Author Response File: Author Response.docx
Reviewer 2 Report
The manuscript presents the discomfort incurred by increased surface temperature in the Chenggong district of Yunnan province in China. The result of the research are important to the urban land managers in controlling the urban heat island created by increased urbanization and population density. The approach is quite simple and focus more on environmental issues rather than scientific originality. Still the research is of importance to the readers of the concerned field. However, there is still some space in the manuscript that can be improved prior its publication.
- Since the research is more concerned on the discomfort index induced by construction of university town (UT) i.e pre-UT and post-UT, I suggest to revise the title based on UT rather than urbanization as urbanization includes other parts in cities.
- Please arrange keywords alphabetically
- The introduction is written well, however, inclusion of the originality of the current research and how the research product will be utlilized by the concerned stakeholders is required. For consideration of discomfortness in south asian cities you may refer updated papers such as Maharjan et al. (2021) In addition, why the particular research is required in the study region needs to be emphasized citing the existing research gaps
- Figure 1 Captions should be well explained in details and provide information about the base map used and use known legends (for ex. blue lines are used for rivers rather than roads).

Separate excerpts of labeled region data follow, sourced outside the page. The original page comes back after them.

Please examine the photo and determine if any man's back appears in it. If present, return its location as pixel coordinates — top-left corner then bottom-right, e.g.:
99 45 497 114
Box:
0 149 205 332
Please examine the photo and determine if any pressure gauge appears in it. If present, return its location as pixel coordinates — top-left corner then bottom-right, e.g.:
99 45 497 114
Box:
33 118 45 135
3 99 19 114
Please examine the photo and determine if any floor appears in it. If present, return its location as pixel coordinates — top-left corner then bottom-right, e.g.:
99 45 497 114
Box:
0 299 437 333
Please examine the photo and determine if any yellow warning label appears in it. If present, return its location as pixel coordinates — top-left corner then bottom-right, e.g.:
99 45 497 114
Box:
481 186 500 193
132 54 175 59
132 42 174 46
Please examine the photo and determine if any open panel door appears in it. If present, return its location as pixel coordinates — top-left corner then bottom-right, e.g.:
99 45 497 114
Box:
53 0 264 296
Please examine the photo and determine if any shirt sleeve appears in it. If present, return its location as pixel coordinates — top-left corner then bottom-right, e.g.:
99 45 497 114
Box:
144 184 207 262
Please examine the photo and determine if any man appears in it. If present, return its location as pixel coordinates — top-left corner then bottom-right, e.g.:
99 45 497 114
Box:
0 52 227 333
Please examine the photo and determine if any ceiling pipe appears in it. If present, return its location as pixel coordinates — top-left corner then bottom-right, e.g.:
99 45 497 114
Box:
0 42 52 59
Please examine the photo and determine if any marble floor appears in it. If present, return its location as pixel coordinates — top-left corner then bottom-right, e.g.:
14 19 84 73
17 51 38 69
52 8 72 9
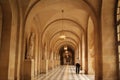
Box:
36 65 94 80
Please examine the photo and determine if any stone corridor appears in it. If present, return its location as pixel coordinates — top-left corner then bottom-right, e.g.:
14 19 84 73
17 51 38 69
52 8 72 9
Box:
35 65 94 80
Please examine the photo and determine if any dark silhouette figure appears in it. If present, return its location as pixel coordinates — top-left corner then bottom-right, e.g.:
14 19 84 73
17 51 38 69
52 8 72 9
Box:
76 63 80 74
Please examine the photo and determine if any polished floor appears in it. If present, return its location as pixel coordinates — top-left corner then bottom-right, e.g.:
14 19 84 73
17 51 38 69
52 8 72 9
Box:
36 65 94 80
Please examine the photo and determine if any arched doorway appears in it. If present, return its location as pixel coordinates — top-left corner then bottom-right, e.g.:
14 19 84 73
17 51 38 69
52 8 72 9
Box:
59 46 74 65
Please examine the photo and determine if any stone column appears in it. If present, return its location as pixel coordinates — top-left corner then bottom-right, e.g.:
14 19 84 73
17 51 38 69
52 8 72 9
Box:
82 33 88 74
41 60 48 73
102 0 119 80
24 59 34 80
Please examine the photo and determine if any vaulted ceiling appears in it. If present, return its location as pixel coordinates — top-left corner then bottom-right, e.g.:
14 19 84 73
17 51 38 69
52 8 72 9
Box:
26 0 93 51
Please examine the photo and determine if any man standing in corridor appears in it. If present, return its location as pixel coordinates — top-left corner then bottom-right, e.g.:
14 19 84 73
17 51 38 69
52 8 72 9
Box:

Better to remove second from the grid line.
- In study area, I recommend to discuss on the land use and land cover types too which has substantial role in controlling the surface temperature.
- Line 194: Please insert equation separately
- In methods sub section, authors explained about the data acquisition from ECMWF and equation of LST, but in the result part they directly jumped to discomfort index. Why is that? If the authors are excluding these contents better to explain with reasons otherwise I suggest to include in the result section as DI is associated with LST and RH.

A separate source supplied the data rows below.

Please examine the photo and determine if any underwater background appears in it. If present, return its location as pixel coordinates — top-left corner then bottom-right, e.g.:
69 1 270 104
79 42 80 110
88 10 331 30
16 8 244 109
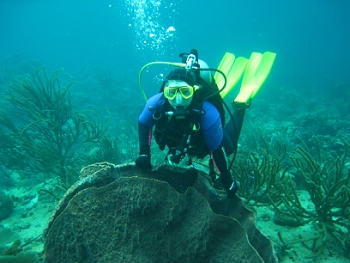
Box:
0 0 350 262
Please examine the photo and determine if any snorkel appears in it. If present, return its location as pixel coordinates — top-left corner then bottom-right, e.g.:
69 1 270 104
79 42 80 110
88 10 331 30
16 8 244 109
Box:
139 49 227 101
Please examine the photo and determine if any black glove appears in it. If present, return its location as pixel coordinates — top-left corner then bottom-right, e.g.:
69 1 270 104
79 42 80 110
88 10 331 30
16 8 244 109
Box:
135 145 152 169
213 147 238 198
135 154 152 169
220 172 238 198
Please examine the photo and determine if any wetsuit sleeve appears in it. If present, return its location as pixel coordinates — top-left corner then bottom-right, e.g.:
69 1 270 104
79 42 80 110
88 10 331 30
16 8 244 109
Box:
138 93 162 150
201 101 224 152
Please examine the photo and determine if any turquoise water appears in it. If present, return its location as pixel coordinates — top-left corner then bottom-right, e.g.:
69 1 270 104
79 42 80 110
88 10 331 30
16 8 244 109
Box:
0 0 350 262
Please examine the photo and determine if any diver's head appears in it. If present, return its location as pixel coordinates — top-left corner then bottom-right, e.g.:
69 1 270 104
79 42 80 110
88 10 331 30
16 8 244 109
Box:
164 69 196 109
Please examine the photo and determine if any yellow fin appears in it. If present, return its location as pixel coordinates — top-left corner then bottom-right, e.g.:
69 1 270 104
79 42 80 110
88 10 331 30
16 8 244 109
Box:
234 52 276 103
219 57 248 98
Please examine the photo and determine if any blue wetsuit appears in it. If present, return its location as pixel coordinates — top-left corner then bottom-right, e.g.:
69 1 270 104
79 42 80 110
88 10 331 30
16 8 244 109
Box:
139 93 224 152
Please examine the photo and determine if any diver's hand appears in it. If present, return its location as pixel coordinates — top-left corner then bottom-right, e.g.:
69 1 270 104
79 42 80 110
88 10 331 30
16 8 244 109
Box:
135 154 152 169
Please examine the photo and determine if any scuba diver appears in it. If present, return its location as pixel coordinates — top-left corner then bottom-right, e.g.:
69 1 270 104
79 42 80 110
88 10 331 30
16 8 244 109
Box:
136 49 275 198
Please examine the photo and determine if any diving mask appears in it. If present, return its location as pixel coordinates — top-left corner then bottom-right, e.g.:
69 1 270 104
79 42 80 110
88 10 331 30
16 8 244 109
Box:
164 86 194 100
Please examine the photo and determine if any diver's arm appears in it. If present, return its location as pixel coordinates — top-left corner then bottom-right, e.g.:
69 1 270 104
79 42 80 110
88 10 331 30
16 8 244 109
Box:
201 103 238 198
135 93 161 169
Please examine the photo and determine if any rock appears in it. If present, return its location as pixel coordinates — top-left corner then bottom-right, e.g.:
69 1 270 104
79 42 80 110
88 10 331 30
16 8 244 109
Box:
44 163 278 263
0 192 13 221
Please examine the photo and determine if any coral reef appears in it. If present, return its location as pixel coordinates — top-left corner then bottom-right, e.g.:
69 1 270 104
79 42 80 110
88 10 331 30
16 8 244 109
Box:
44 163 277 263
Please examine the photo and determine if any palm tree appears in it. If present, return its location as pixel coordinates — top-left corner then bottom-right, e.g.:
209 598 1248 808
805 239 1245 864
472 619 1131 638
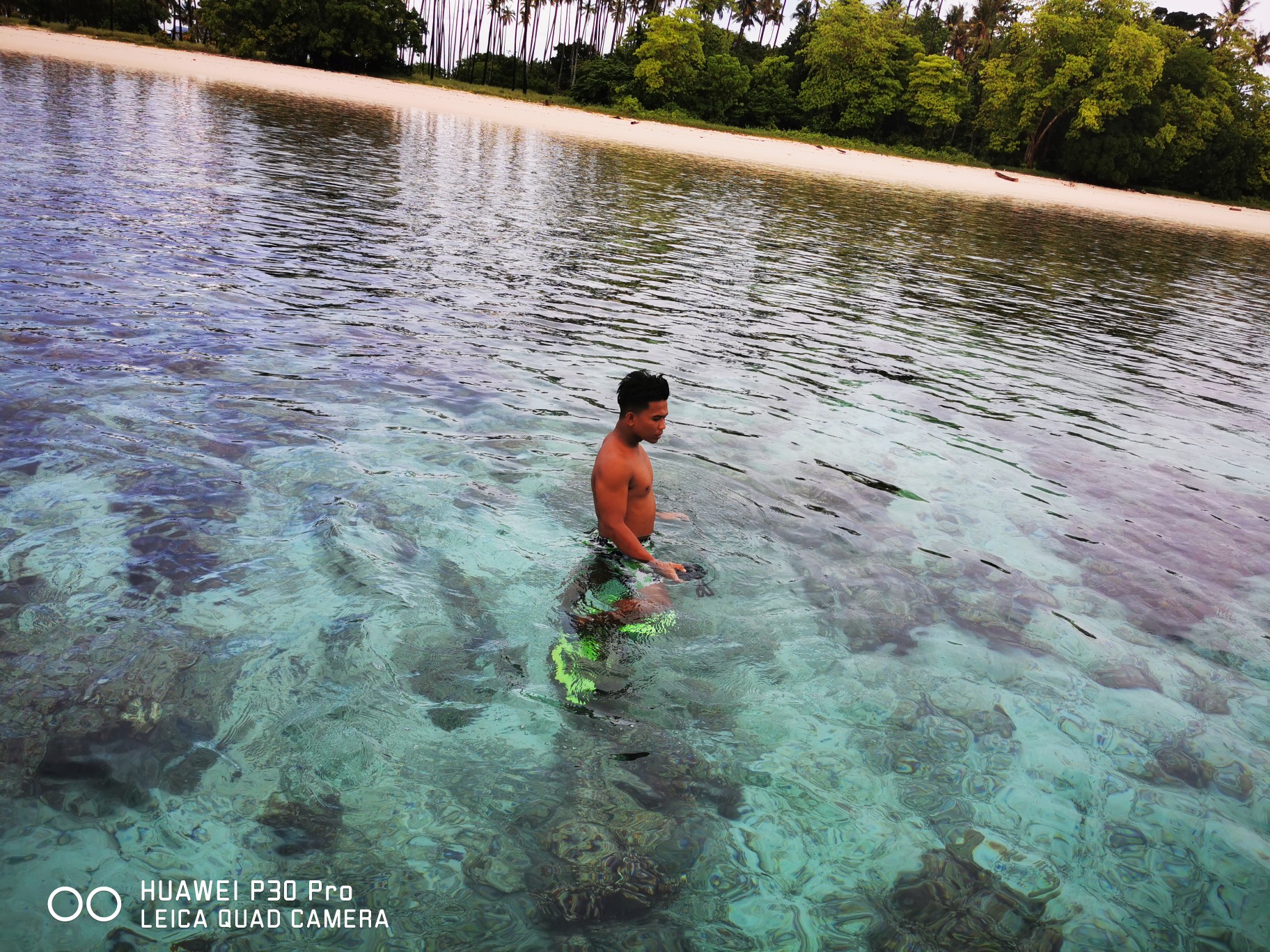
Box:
1216 0 1256 32
732 0 758 37
943 3 971 63
1252 33 1270 66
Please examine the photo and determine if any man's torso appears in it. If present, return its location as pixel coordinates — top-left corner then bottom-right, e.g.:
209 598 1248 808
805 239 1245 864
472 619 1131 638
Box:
590 434 657 538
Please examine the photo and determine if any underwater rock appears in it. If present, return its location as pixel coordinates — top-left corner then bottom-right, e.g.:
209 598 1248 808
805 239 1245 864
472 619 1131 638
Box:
428 706 481 731
865 830 1063 952
258 793 344 855
1090 658 1162 695
108 465 246 595
1182 679 1230 713
1213 761 1253 802
914 695 1014 740
536 836 680 924
0 575 40 621
318 614 366 659
1156 738 1216 790
0 578 242 812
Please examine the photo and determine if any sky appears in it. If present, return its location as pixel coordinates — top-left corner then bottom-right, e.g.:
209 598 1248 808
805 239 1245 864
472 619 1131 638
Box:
1173 0 1270 35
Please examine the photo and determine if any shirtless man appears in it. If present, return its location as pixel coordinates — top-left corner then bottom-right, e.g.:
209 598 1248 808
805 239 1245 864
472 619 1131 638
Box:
590 371 689 581
567 371 687 630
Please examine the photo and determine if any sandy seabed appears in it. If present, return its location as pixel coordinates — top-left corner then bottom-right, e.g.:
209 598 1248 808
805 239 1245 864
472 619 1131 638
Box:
0 26 1270 236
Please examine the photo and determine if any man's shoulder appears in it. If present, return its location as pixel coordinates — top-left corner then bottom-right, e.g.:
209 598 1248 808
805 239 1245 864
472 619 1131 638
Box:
593 433 634 473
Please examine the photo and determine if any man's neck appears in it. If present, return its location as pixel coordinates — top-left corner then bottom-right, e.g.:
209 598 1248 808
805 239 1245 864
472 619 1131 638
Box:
613 422 644 450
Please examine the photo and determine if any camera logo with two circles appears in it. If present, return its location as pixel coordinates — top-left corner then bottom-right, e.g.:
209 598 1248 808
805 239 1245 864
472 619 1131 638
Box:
48 886 123 923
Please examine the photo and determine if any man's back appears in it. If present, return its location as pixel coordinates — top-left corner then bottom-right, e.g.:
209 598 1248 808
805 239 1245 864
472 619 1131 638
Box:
590 433 657 538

- In figure 5, better to use single legend classifying as described in Table 1 rather than for each years which makes confusion to readers on linkage of DI classification and spatio-temporal distribution.
- Fig 5. Is there any meaning of coordinates provided? If possible provide the location of UT for post-UT period
- I wonder, how long was the construction period of UT and how did the author considered the construction period as it is neither pre-UT nor post-UT. During the construction period DI might have increased compared to pre-UT and post-UT.
- Line 407-408, compared with the abstract (line 23-27) aren't they contradictory?
- In discussion, line 471-472, does the vacation has such impact on the the correlation between DI and IA in a larger scale (district level)? Please consider.
- What about the colling agents in the study region such as open spaces, ponds, and trees?
Author Response
Please see the attachment.
Author Response File: Author Response.docx
Round 2
Reviewer 2 Report
The authors have extensively revised the manuscript and now looks good for publication.